When the books come into its warehouse in Lawrence, a worker uses a handheld device to scan and sort the books. Only about 10 percent are good enough to sell online.

"That's what we need to pay the bills," said president and founder Bob Ticehurst, 30. The Arlington native and ex-Marine firefighter first started selling books on the side eight years ago as an accountant at a Boston investment management firm.

The books Got Books can't sell online go to its stores or to its charity book sale in Lawrence, which sells books for a buck Thursday through Saturday. Half the profits from the charity sale go to certain nonprofits. It also operates a program to donate books to troops and teachers.

At the Danvers store, books will be a bargain, selling for $1.99 for paperbacks, $2.99 for hardcovers and $3.99 for coffee table books.

"The goal is not to overprice things," Ticehurst said. "We want to get them (the books) back into the community."

The store will have bright, wide aisles, plush chairs, coffee tables (no coffee) and a selection broken down into 100 categories, Ticehurst said. Books will be rotated constantly.

Its shelves will be packed with 102,000 books for adults and 30,000 for kids, and it will employ 13 people.

The new store also highlights Got Books' growth. It opened its first Used Book Superstore in Burlington in August.

Over the years, the company has occupied various locations, too, including Ticehurst's parents' basement, an apartment in Arlington and Ticehurst's first home in Billerica, where the company's first standalone warehouse was also located. The company later moved to more space in North Reading, where both the operation and charity book sale were located.

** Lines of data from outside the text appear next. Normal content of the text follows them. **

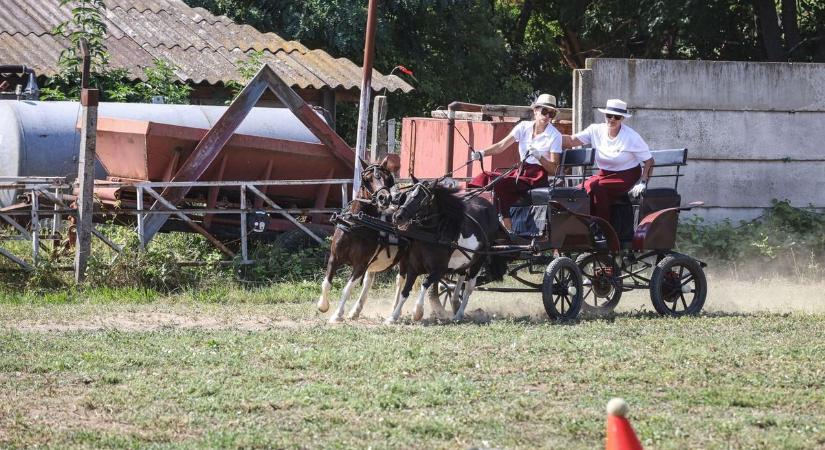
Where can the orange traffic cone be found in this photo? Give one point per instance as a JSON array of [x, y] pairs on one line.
[[620, 435]]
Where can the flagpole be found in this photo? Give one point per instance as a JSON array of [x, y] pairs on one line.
[[364, 104]]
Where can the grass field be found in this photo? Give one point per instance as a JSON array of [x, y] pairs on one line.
[[258, 371]]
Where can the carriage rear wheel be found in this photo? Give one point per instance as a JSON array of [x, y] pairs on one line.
[[602, 283], [561, 290], [678, 286]]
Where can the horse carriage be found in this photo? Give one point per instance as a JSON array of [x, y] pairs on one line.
[[582, 262], [555, 234]]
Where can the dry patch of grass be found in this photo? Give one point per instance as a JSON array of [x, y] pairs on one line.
[[174, 374]]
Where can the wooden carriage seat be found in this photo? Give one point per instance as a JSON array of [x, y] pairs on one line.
[[531, 216], [624, 219]]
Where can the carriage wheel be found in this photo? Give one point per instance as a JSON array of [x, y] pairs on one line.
[[561, 290], [678, 286], [602, 285], [444, 288]]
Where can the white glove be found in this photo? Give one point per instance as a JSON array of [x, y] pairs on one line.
[[639, 189]]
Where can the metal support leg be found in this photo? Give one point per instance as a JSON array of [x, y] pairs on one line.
[[141, 241], [303, 228], [35, 226], [244, 233]]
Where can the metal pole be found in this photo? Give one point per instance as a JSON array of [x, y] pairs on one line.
[[364, 104], [244, 233], [89, 99]]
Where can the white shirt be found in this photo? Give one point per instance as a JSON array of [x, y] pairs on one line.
[[626, 151], [549, 141]]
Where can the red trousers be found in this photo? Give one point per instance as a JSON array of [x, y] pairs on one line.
[[507, 191], [607, 186]]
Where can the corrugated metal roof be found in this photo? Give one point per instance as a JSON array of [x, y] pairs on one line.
[[204, 47]]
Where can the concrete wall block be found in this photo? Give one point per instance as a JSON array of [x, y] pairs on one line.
[[734, 134], [667, 84], [748, 184], [714, 215]]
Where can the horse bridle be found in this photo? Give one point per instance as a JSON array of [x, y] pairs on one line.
[[422, 205]]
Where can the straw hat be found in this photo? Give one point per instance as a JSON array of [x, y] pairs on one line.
[[617, 107], [545, 101]]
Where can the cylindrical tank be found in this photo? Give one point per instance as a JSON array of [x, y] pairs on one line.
[[42, 139]]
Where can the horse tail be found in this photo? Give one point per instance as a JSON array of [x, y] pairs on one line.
[[496, 267]]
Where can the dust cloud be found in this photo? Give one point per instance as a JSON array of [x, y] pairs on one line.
[[726, 294]]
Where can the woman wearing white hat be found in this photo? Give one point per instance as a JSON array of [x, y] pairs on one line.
[[539, 145], [624, 159]]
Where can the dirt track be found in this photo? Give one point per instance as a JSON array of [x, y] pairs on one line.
[[725, 295]]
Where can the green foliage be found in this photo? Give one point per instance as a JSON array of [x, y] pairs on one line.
[[159, 267], [247, 69], [785, 237], [87, 24], [274, 263], [161, 81]]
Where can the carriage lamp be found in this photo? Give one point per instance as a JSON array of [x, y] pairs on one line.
[[260, 220]]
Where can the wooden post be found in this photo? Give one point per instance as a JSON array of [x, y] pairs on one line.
[[89, 99], [364, 103], [378, 143]]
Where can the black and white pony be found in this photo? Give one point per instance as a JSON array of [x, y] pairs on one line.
[[362, 248], [447, 233]]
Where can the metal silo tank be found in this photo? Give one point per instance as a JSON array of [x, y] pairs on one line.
[[37, 141], [42, 139]]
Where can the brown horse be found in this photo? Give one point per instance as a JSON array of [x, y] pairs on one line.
[[460, 232], [364, 249]]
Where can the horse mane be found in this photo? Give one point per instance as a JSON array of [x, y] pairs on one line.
[[451, 209]]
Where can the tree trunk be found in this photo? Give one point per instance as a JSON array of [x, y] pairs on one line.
[[571, 48], [521, 24], [790, 26], [769, 30]]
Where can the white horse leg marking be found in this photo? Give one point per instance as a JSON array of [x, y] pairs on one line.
[[323, 302], [338, 317], [369, 277], [438, 309], [418, 312], [468, 289], [396, 313], [399, 284], [457, 289]]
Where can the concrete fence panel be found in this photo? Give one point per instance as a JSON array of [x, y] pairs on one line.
[[754, 131]]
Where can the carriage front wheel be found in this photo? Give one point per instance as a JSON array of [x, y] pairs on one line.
[[561, 290], [678, 286], [603, 283]]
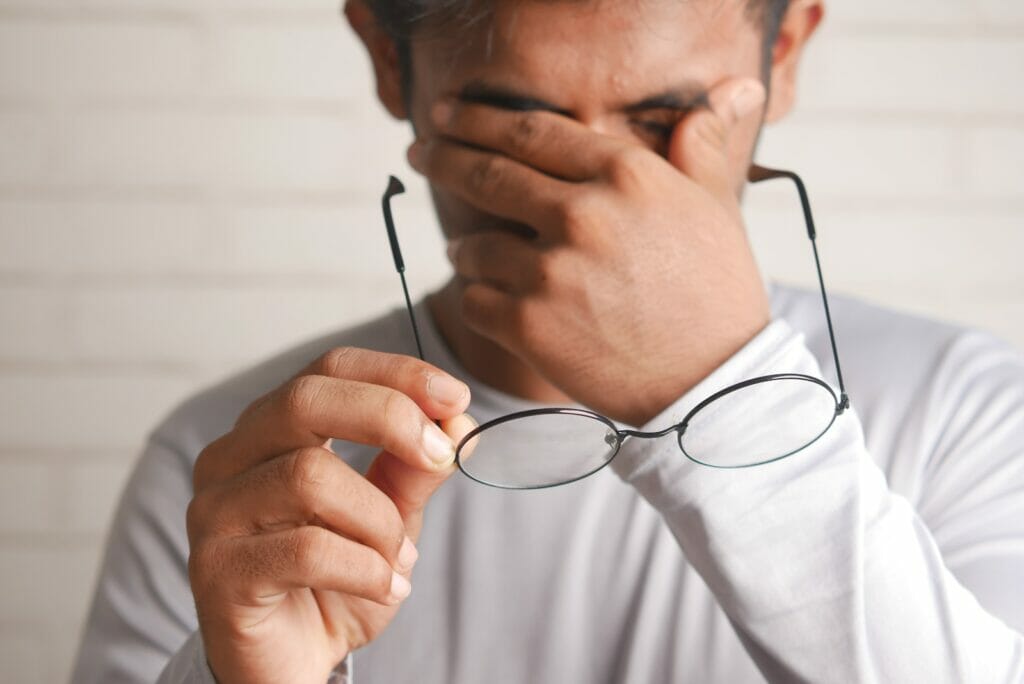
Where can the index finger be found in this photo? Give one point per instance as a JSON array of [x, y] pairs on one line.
[[553, 143], [358, 395]]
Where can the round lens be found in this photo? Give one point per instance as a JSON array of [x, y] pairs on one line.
[[540, 450], [765, 420]]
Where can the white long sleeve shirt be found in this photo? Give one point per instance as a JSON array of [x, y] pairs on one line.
[[891, 550]]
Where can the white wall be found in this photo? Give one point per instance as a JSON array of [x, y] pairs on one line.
[[186, 185]]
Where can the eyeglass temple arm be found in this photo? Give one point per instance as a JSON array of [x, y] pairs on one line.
[[394, 186], [760, 173]]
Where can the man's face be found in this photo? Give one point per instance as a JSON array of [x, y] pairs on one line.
[[630, 69]]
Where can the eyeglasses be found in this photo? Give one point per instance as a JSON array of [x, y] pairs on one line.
[[772, 417]]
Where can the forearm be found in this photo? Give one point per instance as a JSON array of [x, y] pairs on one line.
[[826, 574]]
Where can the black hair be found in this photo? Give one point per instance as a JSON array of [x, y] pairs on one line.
[[401, 17]]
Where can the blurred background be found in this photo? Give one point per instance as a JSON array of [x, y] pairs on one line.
[[188, 185]]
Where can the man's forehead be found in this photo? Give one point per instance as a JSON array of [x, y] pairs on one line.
[[622, 52]]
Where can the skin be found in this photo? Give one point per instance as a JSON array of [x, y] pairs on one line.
[[600, 258]]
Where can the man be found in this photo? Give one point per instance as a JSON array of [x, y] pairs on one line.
[[586, 160]]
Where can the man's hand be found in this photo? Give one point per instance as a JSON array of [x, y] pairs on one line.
[[639, 282], [296, 559]]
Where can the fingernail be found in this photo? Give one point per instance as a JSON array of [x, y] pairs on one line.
[[441, 114], [415, 155], [748, 99], [399, 588], [408, 555], [438, 447], [445, 389]]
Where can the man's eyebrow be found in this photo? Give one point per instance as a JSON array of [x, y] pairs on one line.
[[683, 98], [505, 98]]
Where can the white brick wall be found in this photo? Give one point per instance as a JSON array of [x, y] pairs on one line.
[[215, 165]]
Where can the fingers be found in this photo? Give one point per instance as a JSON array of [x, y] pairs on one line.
[[306, 486], [409, 486], [310, 410], [553, 143], [509, 262], [699, 145], [252, 570], [436, 392], [368, 397], [493, 182]]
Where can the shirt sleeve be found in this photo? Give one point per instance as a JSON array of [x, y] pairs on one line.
[[142, 617], [825, 573], [141, 626]]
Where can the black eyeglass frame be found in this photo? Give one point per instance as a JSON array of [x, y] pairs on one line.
[[842, 401]]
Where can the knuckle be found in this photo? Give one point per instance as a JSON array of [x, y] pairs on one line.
[[306, 473], [299, 396], [197, 515], [379, 575], [202, 564], [487, 175], [334, 362], [577, 216], [627, 168], [309, 551], [524, 134], [413, 371]]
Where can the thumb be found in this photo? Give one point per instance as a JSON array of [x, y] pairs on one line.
[[411, 487], [699, 145]]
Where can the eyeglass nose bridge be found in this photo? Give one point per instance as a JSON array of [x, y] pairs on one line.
[[679, 429]]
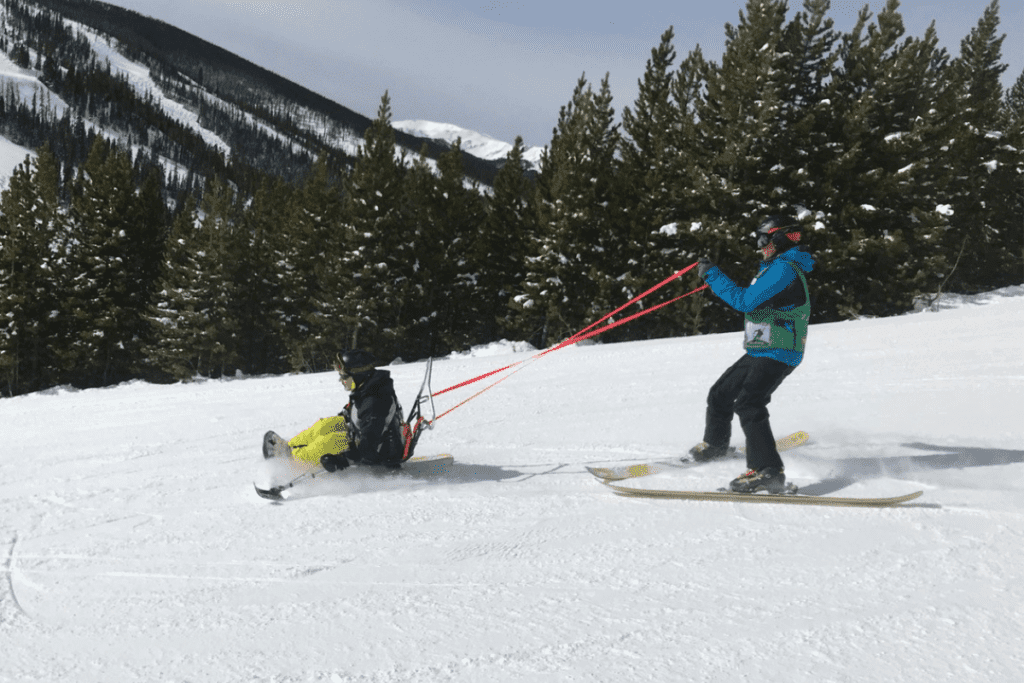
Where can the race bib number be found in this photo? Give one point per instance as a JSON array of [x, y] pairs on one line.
[[757, 334]]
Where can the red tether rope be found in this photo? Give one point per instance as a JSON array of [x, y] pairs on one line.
[[586, 333]]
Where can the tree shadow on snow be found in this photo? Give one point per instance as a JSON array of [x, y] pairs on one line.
[[846, 472]]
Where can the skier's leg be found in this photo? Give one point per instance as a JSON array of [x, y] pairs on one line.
[[329, 435], [721, 403], [752, 406]]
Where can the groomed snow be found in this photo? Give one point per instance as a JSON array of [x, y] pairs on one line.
[[11, 156], [132, 547]]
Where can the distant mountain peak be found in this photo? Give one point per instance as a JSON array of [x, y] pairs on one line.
[[478, 144]]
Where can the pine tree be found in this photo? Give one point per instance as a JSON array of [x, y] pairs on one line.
[[881, 246], [100, 297], [500, 251], [196, 314], [264, 334], [656, 150], [379, 258], [1014, 122], [31, 224], [984, 237], [739, 133], [449, 276], [568, 282], [320, 273]]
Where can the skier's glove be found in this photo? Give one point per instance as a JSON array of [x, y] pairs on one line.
[[704, 265], [334, 463]]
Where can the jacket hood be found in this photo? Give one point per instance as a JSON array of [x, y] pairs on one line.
[[799, 256]]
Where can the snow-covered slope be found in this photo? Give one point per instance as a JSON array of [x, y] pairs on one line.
[[10, 157], [475, 143], [132, 547]]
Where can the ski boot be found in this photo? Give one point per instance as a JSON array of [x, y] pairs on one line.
[[771, 479], [704, 452]]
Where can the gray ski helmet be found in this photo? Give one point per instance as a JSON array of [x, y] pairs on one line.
[[777, 229], [357, 361]]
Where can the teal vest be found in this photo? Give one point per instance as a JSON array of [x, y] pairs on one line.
[[771, 329]]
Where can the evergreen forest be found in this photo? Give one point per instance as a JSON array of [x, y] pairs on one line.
[[903, 163]]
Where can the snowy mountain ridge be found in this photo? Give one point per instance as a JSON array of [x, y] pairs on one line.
[[478, 144], [236, 109]]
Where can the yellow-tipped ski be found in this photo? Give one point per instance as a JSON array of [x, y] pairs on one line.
[[632, 471]]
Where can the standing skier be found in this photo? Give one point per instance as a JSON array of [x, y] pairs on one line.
[[368, 431], [777, 308]]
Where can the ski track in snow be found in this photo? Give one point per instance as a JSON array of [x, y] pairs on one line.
[[133, 547]]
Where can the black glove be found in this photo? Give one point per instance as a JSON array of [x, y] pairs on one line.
[[334, 463], [704, 265]]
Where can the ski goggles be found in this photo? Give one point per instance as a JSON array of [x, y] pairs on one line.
[[343, 376], [764, 239]]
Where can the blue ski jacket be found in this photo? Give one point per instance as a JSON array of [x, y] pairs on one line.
[[776, 286]]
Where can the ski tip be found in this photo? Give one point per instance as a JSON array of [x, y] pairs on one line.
[[269, 494]]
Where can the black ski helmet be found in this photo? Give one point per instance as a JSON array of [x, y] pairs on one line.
[[356, 363], [776, 233]]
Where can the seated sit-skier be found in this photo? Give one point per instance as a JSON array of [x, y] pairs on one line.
[[368, 431], [777, 308]]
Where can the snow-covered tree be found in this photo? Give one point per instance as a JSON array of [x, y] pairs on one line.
[[568, 280], [379, 254], [32, 225]]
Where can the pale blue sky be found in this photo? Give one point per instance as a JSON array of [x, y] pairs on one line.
[[503, 67]]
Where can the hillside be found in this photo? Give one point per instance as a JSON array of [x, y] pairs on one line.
[[134, 549], [193, 105]]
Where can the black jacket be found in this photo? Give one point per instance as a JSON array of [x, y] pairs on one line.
[[376, 417]]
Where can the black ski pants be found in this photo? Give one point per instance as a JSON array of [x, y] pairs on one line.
[[745, 389]]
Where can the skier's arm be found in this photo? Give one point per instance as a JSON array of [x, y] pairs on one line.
[[370, 428], [745, 299]]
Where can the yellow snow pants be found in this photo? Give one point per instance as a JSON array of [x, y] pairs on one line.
[[329, 435]]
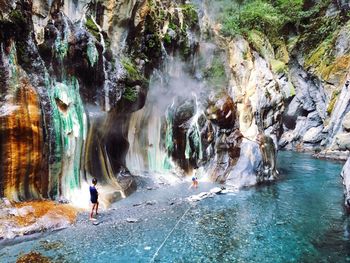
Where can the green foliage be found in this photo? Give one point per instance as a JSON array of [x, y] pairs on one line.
[[167, 39], [190, 14], [130, 94], [261, 16], [267, 16]]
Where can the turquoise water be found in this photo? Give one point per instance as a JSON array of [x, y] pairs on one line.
[[299, 218]]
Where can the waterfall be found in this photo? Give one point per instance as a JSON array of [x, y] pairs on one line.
[[148, 148]]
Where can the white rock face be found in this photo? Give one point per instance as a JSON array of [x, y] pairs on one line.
[[255, 89], [345, 174], [346, 122], [313, 135], [248, 165]]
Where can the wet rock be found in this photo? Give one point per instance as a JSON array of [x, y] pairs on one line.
[[132, 220], [314, 135], [222, 111], [199, 197], [345, 174], [346, 122], [248, 166], [216, 190], [342, 142], [33, 256], [333, 155]]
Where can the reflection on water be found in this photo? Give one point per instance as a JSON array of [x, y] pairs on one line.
[[300, 218]]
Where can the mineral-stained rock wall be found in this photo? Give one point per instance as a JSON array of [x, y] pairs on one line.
[[72, 72]]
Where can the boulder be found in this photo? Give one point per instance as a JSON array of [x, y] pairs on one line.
[[313, 135], [222, 111], [345, 174], [342, 141]]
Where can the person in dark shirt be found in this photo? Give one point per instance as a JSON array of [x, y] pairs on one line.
[[93, 198]]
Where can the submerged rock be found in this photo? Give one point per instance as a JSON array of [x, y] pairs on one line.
[[345, 174]]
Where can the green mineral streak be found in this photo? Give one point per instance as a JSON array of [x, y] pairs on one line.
[[61, 46], [92, 53], [169, 145], [193, 134]]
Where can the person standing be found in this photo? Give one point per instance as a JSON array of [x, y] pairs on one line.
[[93, 198]]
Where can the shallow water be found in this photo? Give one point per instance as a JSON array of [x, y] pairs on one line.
[[299, 218]]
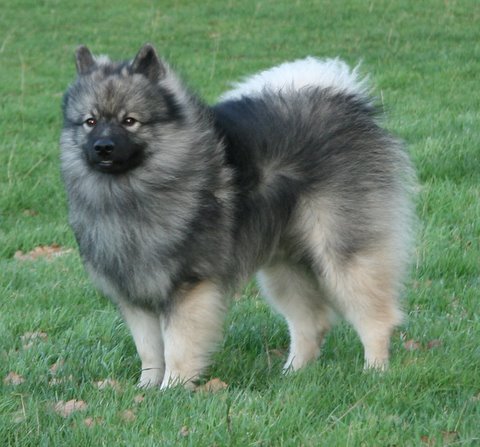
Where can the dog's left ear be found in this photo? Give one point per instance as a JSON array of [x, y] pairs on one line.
[[146, 62], [84, 60]]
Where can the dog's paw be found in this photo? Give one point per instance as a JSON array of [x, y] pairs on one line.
[[150, 377]]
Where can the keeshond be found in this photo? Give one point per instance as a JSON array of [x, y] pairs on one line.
[[174, 203]]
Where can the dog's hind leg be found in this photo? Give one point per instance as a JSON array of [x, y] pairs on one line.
[[147, 335], [294, 292], [365, 289], [191, 331]]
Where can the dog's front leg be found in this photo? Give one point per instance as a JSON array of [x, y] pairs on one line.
[[146, 330], [191, 331]]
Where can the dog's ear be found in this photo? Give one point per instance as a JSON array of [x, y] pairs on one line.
[[84, 60], [146, 62]]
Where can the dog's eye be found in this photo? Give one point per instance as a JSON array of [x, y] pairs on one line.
[[91, 122], [129, 121]]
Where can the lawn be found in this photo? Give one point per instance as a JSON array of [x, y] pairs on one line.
[[68, 366]]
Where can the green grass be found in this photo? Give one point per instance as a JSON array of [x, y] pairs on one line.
[[424, 57]]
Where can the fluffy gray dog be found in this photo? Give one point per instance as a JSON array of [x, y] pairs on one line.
[[174, 203]]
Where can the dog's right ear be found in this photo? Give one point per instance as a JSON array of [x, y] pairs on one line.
[[84, 60], [148, 63]]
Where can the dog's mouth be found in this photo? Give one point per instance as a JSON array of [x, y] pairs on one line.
[[111, 166], [105, 164]]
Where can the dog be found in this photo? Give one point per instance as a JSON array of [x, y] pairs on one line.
[[175, 203]]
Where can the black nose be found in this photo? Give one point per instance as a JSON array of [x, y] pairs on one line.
[[104, 146]]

In June, Got Books moved from a 38,400-square-foot space in North Reading to a 57,000-square-foot one on Glenn Street in Lawrence, where the books come in by the truckload.

There are books it can't sell, and about 20 percent of donations wind up getting recycled. For its efforts, in 2007, the company won the Massachusetts Recycling Business Green Binnie Award from the Massachusetts Recycling Coalition.

Pam Irwin, Danvers' recycling coordinator, said she first enticed Ticehurst to attend the town's recycling event at Town Hall several years ago.

Back then, Ticehurst was still selling books out of his parents' basement.

"It was so successful he decided to use this as part of his business plan and expand to other cities and towns," Irwin said of the book collections. "He's a got a fabulous reputation in the recycling community," she added.

Not everyone gets Got Books as a bookstore, though.

"That's like saying Building 19 is a bookstore," said Mark Stoll of the used book store Manchester by the Book at 27 Union St. in Manchester, which also sells books online.

Stoll said the idea of Got Books is a clever one. However, it can hardly be considered alongside used books stores that offer unique or rare books.

"I don't think they add anything to the used book trade," Stoll said.